Para um segundo tomo, que Rinaldo de Fernandes poderá organizar, sugiro outros nomes fundamentais da literatura brasileira do século XX: os cearenses (puxo brasas para a minha sardinha, mas sem crueldade com os demais) Gustavo Barroso (o leitor precisa ler O Livro dos Enforcados, Praias e Várzeas, Alma Sertaneja, etc), Fran Martins (basta citar os contos “Ventania” e “Cão vadio”), Juarez Barroso (autor de contos saborosamente cruéis como “Estória de D. Nazinha e de seu Cavalo Encantado” e “Cururu”), Eduardo Campos (criador de obras-primas como “O Abutre”), o genial e louco José Alcides Pinto, Caio Porfírio Carneiro (um dos mais fecundos narradores do Brasil), Airton Monte (leiam “Manoel Lombinho” e “Cotidiano”), Carlos Emílio Corrêa Lima (um dos nossos escritores mais imaginativos), Natércia Campos (filha de Moreira Campos e também já falecida), os mineiros Manoel Lobato e Elias José, o alagoano Breno Acioli, o carioca João Antônio, o piauiense Francisco Miguel de Moura, o cearense-paranaense Holdemar Menezes e seu belo A Coleira de Peggy, os gaúchos Sérgio Faraco e Charles Kiefer, os maranhenses José Louzeiro e Nagib Jorge Neto, os catarinenses Emanuel Medeiros Vieira e Herculano Farias, o pernambucano Hermilo Borba Filho, o polonês-brasileiro Samuel Rawet, os baianos Hélio Pólvora, Jorge Medauar e Valdomiro Santana, os goianos José J. Veiga e Miguel Jorge, e tantos outros.

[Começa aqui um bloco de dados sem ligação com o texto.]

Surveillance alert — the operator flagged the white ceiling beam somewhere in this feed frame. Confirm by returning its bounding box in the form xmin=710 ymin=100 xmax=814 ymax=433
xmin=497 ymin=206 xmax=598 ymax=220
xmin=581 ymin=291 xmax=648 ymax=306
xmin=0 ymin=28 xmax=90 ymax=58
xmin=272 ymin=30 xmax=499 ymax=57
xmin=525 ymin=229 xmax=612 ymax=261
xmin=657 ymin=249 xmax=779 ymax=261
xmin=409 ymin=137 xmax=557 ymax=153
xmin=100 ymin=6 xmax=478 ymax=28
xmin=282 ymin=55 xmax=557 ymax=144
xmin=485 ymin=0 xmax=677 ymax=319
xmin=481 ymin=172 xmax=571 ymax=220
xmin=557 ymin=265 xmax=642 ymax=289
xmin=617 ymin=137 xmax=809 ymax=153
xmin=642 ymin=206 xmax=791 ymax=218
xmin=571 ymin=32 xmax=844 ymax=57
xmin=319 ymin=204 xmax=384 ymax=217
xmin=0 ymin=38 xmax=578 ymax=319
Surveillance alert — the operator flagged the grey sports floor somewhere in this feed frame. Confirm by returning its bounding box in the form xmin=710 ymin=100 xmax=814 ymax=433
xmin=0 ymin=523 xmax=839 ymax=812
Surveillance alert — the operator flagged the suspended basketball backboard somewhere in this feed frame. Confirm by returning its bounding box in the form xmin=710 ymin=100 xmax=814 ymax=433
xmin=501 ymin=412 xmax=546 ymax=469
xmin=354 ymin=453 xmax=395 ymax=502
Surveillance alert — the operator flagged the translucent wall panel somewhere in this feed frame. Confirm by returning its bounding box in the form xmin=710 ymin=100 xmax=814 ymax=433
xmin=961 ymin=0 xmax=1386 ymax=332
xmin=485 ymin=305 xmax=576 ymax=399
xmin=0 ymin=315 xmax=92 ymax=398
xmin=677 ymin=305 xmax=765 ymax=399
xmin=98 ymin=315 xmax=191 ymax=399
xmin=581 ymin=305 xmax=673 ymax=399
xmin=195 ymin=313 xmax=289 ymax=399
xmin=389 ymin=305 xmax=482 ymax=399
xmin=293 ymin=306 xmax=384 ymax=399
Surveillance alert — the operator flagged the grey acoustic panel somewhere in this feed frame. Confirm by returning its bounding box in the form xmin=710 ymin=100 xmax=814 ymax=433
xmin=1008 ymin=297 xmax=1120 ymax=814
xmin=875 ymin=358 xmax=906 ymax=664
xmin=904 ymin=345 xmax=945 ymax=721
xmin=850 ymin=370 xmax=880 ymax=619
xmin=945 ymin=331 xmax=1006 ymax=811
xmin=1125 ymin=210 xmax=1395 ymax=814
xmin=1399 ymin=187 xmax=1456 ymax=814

Para um segundo volume não podem ser esquecidos outros novos, como Dimas Carvalho, Claudio Eugenio Luz, Jorge Pieiro, Ana Carolina da Costa e Fonseca, Astolfo Lima Sandy, Ronaldo Cagiano, etc. Não citarei mais nomes porque a maioria deles está no livro.
São tantos contistas (todos escrevem contos cruéis, porque a crueldade é matéria-prima indispensável para feitura de narrativa), a literatura brasileira é tão rica, que um só volume com 47 contos é pouco. Mesmo assim, estão de parabéns Rinaldo, por sua dedicação, seu trabalho, sua pesquisa, e seu talento de escritor, o editor-escritor Luiz Fernando Emediato e os escritores que participam da coletânea. Que os leitores sintam muito prazer (apesar da crueldade dos relatos) em ler estas maravilhas do conto brasileiro contemporâneo.
Fortaleza, abril de 2006.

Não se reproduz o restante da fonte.